Penisilinin insanları tedavi eder hale gelebilmesi için bu üç adamın dehalarının bir araya gelmesi gerekmiştir. Fleming’in mantarı tarafından salgılanan küf suyu laboratuvardaki bakterileri öldürebilirken, hastaların tedavisinde tamamen etkisizdir. Flamingo, penisilini sabit bir halde yalıtmanın, arıtmanın ve saklamanın yolunu bilmiyordu. Chain klinik ortamda üretilebilen istikrarlı bir penisilin türü üretmeyi başardı. Heatley ise, laboratuvar aletlerini bir araya getirerek bir fermantasyon aleti üretti. Ardından ekip bu yeni penisilini fareler üzerinde deneyip başarılı oldu ve kısa süre sonra insan denekler üzerinde test etmeye başladı. Ellerindeki stokların yetersizliğinden ilk insan üstünde denemeleri başarılı olmadı, yetersiz kaldı. Yüksek miktarda üretime geçmek için 2. Dünya Savaşı’nın ortasında Amerika’daki Rockefeller Vakfı’ndan finansal destek gördüler. Penisilin üretimini arttırmak için iki büyük keşif daha yaptılar: biri, mısır maserasyon sıvısıyla fermante edildiğinde üretilen penisilin miktarının büyük ölçüde artmasıydı ve de iki, Penicillium chrysogenum adındaki penisilin türünün Fleming’in ilk penisilin türünden daha etkili olduğuydu. Daha geniş endüstriyel çapta üretimlere geçilmesi ancak Savaş Üretim Kurulu’nun 21 şirketi penisilin üretimiyle görevlendirmesiyle mümkün oldu ve binlerce kişinin savaş sırasında hayatı kurtarıldı. Penisilinin kamuoyuna ulaşması ise, savaşın bitmesinin ardından Fleming’in ilk keşfinden yaklaşık 20 yıl sonra gerçekleşti.
İnovasyonların bir fikirden çıkıp hızla hayata geçtiğine inanırız.
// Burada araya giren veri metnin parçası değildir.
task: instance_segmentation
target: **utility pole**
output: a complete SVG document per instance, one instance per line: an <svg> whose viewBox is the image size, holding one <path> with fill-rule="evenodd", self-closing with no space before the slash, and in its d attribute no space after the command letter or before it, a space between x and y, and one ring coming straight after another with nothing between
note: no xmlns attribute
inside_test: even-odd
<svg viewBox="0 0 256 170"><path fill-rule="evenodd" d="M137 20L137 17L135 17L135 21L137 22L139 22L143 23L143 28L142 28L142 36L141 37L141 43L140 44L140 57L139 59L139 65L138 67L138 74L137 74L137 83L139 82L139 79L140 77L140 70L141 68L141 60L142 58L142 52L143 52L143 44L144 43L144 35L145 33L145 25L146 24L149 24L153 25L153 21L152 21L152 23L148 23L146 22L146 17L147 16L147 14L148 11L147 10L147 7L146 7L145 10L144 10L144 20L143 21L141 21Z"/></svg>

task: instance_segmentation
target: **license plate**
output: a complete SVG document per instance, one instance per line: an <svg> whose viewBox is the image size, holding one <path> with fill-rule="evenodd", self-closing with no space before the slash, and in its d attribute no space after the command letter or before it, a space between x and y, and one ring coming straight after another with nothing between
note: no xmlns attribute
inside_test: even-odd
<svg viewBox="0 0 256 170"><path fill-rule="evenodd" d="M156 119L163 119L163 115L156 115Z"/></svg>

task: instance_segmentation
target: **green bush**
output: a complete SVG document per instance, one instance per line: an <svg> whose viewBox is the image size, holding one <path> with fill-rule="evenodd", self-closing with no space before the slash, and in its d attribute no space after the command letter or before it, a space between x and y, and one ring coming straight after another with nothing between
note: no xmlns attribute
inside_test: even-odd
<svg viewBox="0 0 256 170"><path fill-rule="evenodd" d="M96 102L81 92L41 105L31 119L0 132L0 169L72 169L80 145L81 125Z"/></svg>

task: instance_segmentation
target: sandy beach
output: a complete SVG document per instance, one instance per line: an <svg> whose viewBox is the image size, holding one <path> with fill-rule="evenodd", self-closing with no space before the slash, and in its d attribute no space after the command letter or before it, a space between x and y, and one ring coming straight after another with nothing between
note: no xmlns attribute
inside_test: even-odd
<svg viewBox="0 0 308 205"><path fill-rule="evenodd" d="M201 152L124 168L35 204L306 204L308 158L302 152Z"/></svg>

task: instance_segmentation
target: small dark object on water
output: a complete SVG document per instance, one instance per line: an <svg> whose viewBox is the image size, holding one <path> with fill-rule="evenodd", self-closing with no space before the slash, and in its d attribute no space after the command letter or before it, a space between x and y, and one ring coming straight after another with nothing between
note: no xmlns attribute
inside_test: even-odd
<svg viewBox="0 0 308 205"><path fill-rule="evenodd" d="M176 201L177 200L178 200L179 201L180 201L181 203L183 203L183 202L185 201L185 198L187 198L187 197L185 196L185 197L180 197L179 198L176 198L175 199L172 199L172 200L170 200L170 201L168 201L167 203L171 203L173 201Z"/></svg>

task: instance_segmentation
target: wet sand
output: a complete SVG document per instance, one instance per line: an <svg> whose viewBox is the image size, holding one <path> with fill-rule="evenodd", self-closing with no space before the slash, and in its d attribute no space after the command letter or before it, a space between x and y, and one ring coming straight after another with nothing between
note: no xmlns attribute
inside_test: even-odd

Oysa, inovasyonlar fikrin keşfini takiben çözümün geliştirilmesi ve sektörün dönüştürülmesinden oluşan bazen aynı zamanlı bazen seri halinde gerçekleşen bir dizi sürecin ve de yılların sonucunda ortaya çıkarlar. Bunu tek bir kişi veya kuruma yüklemek inovasyonun kompleksliğini algılamaya çalışmayıp basite indirgemek olur.